No, si sente estraneo alla logica super partes, perché quella
logica è estranea alla comunità e alle sue parti. In
altri tempi in questo paese si sono tenute molte manifestazioni
contro il terrorismo, tutte di grande partecipazione. Ma a
organizzarle e dirigerle sono sempre, sempre, state le parti. Le
parti più significative, almeno nell'opinione allora
universale della società: i sindacati. I sindacati invitavano
tutta la comunità a farsi carico del problema del terrorismo e
a manifestare, e la comunità ha sempre accettato. Il
fallimento dell'ultima manifestazione è il fallimento di
un'idea della politica e della comunità e sancisce
l'estraneità dell'una dall'altra. Non fossero bastate le loro
altre prove, basterebbe questa a costringere all'esilio dalla vita
politica gli astuti organizzatori. Che in esilio non andranno perché
si sono proclamati esenti dal giudizio del popolo, convinti che la
loro missione sia quella di piegarlo alle loro superiori idee circa
la vita e la morte e tutto il resto. E non mi sfugge che questa sia
soprattutto roba della sinistra, dei suoi alti strateghi, che inter
partes non riescono più a sentirsi a loro agio, abbacinati
dall'inesprimibile piacere di un paio di anni di potere e di governo
che hanno a suo tempo proclamato super partes.

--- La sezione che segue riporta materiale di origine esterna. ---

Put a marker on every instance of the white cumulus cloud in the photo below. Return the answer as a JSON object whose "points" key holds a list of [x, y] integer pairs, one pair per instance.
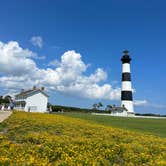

Ma di quello nessuno
ne ha bisogno: la comunità ha invece bisogno di riconoscersi,
di accordarsi se è possibile e di governare le contese, di
rendere giusta la convivenza. Ha bisogno che siano innalzate le sue
parti migliori e progressive, depresse le peggiori. Questo che la
guardiate da sinistra o da destra, ma non sopra le parti.